17 Janeiro 2025
"O presidente da Corte Internacional de Justiça, o jurista Nawaf Salam, se colocou à disposição, caso fosse indicado pelos grupos parlamentares, para assumir a liderança do novo executivo. Formado em Harvard e Sorbonne, é considerado um liberal, um estudioso atento e um devoto do estado de direito: exatamente o que é necessário e o que, como um todo, nunca existiu, mas agora simplesmente não pode ser imaginado", escreve Riccardo Cristiano, jornalista italiano, em artigo publicado por Settimana News, 14-01-2025. A tradução é de Luisa Rabolini.
Uma cadeia de eventos sem precedentes derrubou o pequeno e fraco Líbano, sob todos os pontos de vista. Depois, quando tudo parecia perdido, a pressão conjunta dos Estados Unidos, Arábia Saudita e França praticamente obrigou o rixoso e feudal Parlamento libanês, após 26 meses de impasse, a eleger o General Joseph Aoun, comandante-chefe do exército, como Presidente da República.

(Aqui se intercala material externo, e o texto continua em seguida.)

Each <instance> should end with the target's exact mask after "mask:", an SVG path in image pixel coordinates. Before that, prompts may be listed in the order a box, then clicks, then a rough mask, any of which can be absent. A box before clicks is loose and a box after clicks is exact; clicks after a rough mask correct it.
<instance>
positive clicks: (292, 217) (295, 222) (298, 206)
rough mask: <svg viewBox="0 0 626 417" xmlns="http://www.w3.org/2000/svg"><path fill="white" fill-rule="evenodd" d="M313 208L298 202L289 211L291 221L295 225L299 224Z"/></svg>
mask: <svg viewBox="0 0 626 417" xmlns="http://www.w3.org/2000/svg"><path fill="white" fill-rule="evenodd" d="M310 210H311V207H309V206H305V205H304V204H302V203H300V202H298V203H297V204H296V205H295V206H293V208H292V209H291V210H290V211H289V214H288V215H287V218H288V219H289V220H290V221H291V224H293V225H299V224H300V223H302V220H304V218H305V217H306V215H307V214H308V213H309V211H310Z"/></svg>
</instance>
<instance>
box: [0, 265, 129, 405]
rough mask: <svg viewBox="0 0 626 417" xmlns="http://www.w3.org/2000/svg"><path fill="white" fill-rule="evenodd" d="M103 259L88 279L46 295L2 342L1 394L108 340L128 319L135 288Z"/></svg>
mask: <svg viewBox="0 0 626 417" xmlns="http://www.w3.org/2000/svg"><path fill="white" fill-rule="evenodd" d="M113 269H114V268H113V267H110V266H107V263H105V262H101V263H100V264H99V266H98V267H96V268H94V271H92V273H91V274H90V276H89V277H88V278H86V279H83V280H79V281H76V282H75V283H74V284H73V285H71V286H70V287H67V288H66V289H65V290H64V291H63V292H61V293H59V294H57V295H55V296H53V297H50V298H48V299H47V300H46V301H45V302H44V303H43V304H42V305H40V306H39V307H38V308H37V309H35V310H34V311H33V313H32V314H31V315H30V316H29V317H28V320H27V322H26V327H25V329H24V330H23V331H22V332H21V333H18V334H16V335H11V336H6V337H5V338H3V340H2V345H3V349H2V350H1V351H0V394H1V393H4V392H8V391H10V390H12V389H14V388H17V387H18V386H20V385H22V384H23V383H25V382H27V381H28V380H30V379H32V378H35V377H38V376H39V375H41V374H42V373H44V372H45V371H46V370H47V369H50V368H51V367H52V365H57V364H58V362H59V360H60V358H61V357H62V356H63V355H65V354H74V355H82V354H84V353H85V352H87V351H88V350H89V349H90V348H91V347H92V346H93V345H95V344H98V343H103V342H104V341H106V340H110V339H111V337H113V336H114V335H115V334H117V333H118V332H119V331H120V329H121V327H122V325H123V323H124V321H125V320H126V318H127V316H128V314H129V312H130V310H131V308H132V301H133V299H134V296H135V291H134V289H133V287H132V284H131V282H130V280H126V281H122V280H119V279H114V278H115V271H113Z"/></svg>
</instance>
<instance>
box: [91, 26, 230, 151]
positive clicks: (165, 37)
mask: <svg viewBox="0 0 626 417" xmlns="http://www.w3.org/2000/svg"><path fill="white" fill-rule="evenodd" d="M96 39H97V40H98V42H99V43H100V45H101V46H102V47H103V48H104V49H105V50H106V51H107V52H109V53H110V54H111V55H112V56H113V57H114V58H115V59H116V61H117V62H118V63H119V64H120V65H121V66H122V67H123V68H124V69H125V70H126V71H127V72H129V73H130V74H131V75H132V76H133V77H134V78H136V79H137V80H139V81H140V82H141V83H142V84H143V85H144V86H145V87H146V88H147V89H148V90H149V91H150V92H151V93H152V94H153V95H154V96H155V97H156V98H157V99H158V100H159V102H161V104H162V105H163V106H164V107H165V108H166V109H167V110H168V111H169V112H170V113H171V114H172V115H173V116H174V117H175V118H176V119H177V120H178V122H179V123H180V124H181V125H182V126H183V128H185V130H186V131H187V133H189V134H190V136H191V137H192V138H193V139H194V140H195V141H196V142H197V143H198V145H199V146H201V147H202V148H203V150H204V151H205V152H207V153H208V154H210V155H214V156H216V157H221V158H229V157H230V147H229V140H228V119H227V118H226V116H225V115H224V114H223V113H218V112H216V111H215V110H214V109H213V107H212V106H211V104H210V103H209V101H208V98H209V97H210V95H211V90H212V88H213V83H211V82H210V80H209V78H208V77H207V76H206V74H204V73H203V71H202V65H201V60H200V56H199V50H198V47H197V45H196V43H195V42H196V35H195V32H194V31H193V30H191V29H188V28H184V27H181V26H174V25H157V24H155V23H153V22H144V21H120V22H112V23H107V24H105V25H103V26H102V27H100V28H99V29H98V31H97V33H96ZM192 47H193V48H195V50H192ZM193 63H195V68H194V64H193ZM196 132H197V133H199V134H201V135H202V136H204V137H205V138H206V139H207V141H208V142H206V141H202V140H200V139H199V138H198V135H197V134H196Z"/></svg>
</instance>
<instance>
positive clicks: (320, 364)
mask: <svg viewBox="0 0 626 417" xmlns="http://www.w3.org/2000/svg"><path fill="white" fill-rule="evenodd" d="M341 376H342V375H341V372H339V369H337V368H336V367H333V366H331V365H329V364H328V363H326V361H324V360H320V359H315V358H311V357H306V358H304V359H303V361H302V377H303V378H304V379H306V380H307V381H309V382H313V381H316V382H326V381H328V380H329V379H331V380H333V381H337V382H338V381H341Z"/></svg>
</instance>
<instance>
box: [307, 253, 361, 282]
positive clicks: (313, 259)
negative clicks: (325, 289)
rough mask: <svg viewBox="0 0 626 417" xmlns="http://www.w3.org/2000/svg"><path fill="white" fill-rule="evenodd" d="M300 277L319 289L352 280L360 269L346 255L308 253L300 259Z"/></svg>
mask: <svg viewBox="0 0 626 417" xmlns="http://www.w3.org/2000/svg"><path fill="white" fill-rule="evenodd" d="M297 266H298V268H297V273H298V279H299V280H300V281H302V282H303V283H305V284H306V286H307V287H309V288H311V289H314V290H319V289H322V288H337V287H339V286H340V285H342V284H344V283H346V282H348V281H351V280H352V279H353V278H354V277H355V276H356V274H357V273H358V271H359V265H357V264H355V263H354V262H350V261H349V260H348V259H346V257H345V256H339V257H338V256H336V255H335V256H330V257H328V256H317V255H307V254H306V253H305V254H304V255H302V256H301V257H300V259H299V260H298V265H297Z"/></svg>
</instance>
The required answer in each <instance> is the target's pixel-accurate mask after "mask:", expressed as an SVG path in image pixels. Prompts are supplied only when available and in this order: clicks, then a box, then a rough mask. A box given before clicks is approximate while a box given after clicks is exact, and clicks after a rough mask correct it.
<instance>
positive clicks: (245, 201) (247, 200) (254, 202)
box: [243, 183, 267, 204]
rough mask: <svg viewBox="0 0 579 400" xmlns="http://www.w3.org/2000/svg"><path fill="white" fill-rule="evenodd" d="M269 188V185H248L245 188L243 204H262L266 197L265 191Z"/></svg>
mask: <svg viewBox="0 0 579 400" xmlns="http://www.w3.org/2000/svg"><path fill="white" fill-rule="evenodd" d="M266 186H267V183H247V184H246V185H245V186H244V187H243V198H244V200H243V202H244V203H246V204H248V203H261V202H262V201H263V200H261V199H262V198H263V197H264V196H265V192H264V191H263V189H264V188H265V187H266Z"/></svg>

Era a única maneira de possibilitar que, em 27 de janeiro, quando se esgotarem os dois meses concedidos pelo cessar-fogo provisório acertado com Israel, o Hezbollah pudesse cumprir os compromissos assumidos, ou seja, retirar-se do solo e do subsolo por 30 quilômetros da fronteira entre os dois países até a foz do rio Litani, salvando assim a cessação das hostilidades e também levando à esperada retirada israelense do Líbano.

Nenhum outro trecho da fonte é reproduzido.